At the restaurant, he takes a seat at the bar, far away enough not to hear what they say, and nurses a single drink throughout the night. Yamane, he is dismayed to see, is gentlemanly and well-mannered: he talks easily and expansively without dominating the conversation. Hinata listens and nods politely, answers his questions and asks a few of her own, and smiles. But she doesn't come alive to the sound of his voice; she doesn't laugh.
After dinner, Yamane escorts Hinata back the Hyuuga compound. Neji stands a discreet distance away as they part ways outside Hinata's door.
"Good night, Hinata-chan," Yamane says, pressing a kiss to her hand, and Neji resists the urge to break the man's neck. Hinata graces him with a smile and watches him leave.
"He was...nice," she says.
"Yes," Neji replies, because he senses she wants him to say something.
"Thank you for coming with me."
He bows. "Good night, Hinata-sama," he says, turning to go.
There's a heartbeat of hesitation, and then Hinata's soft voice calls him back. "Wait," she says, "Neji," and even before she puts a hand on his arm he is turning around again and kissing her, urgently, and she is clutching at his shoulders, arching against the wall to meet him.

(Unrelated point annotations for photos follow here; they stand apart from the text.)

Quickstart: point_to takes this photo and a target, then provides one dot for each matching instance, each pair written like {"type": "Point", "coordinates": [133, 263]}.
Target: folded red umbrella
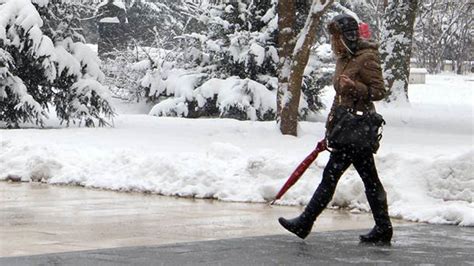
{"type": "Point", "coordinates": [301, 169]}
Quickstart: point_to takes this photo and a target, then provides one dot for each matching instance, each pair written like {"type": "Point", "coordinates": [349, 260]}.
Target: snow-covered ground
{"type": "Point", "coordinates": [425, 162]}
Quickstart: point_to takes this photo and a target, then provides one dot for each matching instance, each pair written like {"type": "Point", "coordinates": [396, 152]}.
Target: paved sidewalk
{"type": "Point", "coordinates": [39, 218]}
{"type": "Point", "coordinates": [412, 245]}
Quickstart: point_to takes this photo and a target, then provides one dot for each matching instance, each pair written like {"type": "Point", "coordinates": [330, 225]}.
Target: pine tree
{"type": "Point", "coordinates": [43, 64]}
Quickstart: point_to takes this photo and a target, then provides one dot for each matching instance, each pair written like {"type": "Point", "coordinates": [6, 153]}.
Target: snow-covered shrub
{"type": "Point", "coordinates": [229, 69]}
{"type": "Point", "coordinates": [123, 72]}
{"type": "Point", "coordinates": [43, 64]}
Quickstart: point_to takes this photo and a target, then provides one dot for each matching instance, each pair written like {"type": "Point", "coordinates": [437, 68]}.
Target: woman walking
{"type": "Point", "coordinates": [358, 81]}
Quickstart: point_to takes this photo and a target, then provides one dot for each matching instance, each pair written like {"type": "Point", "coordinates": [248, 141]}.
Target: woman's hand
{"type": "Point", "coordinates": [345, 81]}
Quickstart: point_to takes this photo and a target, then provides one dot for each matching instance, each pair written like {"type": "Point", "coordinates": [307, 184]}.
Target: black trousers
{"type": "Point", "coordinates": [339, 161]}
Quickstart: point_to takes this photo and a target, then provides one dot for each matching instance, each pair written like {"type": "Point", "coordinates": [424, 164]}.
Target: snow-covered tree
{"type": "Point", "coordinates": [43, 65]}
{"type": "Point", "coordinates": [444, 31]}
{"type": "Point", "coordinates": [397, 39]}
{"type": "Point", "coordinates": [294, 58]}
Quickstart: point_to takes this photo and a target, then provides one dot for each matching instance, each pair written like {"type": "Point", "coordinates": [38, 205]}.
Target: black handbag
{"type": "Point", "coordinates": [356, 130]}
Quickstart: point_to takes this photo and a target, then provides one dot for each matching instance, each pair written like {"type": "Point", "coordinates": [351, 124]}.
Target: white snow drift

"Neji," she says breathlessly in between kisses, "the door-" He reaches out and slides it open with one hand, and they stumble through. He presses her against the wall as soon as the door is shut behind them.

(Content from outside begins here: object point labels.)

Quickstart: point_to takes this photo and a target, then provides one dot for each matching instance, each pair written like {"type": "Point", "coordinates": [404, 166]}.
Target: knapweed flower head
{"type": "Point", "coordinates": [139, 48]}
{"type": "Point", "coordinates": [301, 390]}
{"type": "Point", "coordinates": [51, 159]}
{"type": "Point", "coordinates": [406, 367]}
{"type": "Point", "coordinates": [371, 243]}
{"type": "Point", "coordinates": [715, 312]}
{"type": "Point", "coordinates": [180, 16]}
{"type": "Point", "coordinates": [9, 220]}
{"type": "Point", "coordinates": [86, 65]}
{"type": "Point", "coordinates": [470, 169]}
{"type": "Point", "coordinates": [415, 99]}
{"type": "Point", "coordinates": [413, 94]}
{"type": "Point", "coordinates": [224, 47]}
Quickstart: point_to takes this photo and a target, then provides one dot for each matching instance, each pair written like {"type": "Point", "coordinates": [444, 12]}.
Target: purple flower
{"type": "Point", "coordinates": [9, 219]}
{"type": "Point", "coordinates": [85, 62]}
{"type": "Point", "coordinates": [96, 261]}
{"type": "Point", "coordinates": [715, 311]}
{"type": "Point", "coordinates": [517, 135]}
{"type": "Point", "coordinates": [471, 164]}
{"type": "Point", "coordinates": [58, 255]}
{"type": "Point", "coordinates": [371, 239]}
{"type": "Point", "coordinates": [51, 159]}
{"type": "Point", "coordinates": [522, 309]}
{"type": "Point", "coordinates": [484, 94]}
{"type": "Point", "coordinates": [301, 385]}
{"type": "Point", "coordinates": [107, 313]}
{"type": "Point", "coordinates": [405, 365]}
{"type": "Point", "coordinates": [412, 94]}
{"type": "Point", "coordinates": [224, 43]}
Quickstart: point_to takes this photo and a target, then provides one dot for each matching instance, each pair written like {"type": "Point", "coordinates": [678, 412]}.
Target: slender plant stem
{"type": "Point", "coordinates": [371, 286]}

The shell of her ear flushes when he breathes against it; her body trembles in his arms when he kisses the curve of her throat. He feels dizzy, her soft sighs and the rustle of silk filling his head. He kneels in front of her; his hands find the knot of her sash.

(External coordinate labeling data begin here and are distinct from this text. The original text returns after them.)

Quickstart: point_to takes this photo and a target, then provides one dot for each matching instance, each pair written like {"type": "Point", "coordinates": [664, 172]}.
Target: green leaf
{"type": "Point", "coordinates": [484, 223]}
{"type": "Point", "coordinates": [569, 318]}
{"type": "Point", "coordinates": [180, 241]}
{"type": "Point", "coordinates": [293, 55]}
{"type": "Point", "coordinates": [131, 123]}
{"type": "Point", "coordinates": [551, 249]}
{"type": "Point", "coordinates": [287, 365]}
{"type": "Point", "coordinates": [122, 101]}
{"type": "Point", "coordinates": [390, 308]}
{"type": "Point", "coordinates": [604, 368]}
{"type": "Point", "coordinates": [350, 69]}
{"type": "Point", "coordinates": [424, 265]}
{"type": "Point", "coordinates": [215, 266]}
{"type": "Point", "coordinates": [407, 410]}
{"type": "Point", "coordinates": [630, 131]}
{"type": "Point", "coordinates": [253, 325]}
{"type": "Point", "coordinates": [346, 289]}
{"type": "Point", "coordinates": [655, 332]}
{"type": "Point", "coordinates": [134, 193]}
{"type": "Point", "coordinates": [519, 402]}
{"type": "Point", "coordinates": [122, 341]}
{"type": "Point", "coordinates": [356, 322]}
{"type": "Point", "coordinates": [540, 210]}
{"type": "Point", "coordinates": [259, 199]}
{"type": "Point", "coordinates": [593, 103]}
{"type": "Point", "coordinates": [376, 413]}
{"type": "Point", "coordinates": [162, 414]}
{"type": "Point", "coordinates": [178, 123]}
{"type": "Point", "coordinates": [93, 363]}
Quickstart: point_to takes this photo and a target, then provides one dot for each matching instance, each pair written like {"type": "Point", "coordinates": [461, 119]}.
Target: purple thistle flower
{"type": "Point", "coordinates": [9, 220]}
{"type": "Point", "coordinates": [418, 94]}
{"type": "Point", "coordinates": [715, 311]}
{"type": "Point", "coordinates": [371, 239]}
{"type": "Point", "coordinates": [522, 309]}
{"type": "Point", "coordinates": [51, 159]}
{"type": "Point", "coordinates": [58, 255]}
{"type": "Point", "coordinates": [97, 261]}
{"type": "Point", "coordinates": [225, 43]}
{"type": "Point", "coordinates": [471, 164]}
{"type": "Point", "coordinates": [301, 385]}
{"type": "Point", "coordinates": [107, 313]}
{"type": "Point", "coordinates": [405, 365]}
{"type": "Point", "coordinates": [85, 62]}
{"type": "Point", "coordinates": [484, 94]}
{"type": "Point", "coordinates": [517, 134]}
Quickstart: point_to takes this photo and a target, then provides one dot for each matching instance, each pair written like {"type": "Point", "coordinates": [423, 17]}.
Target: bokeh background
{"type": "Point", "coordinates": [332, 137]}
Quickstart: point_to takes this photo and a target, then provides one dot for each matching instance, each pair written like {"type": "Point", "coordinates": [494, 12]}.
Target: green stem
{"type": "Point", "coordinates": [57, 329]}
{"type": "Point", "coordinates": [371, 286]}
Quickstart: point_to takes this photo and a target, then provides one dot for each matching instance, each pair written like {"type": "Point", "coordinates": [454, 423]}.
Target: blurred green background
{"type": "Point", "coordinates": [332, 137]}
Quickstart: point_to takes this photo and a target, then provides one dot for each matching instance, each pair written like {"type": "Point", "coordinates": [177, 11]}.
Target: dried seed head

"Can I-?" he whispers, and she answers, "Yes, yes, yes-"
When he puts his mouth on her, she lets out a choked cry, one fist clenched against her mouth to muffle the sound. He licks into her unsteadily, almost shaking with need. She puts her hand on his face, tugging his chin upwards; their eyes meet for a trembling, drawn-out moment. Slowly, his eyes never leaving hers, he slides a single finger inside her, and she cries out his name, shaking hard.
Before her gasping breaths have even stopped, he hooks an arm behind her knees and lifts, carrying both of them the short distance to her bed. The sight of her under the moonlight coming in through the window-pale skin against dark kimono against white sheets-makes his pounding heart skip a beat. He is spurred to action again by the feeling of her small fingers unfastening his shirt, pushing it back from his shoulders, and her eyes on him, as if-as if she wants to look at him, too, as if she's been denying herself the same way he has.
She should be shy and blushing, and he should be reserved; but when they are together, they are neither of them the people they are used to being. She wraps a leg around his waist and he muffles his helpless groan against her mouth as he sinks into her. Hinata whispers, "Neji, Neji," as they move, like a prayer, and Neji thinks: he liked being nii-san to her, but he likes this better.
When she comes, the feel of her convulsing around him and the sound of her soft "oh, oh, oh," send Neji over the edge; he buries his face in her neck and sees stars explode behind his eyes.
Afterwards, they lie in the dark, their rough breaths the only sound breaking the silence. Neji strokes his fingers through Hinata's hair as her head rests against his chest.
"Don't marry him," he says.
"No," says Hinata.
"Don't marry any of the others."
"No, no," she says, and she threads her fingers through his as he tips her face up to kiss her. The moonlight pouring in through the window casts crisscrossing bars of shadow against the white sheets, cage-like; but clutching Hinata's hand in his, Neji feels freer than he has in years; heart flying high and light on bird's wings.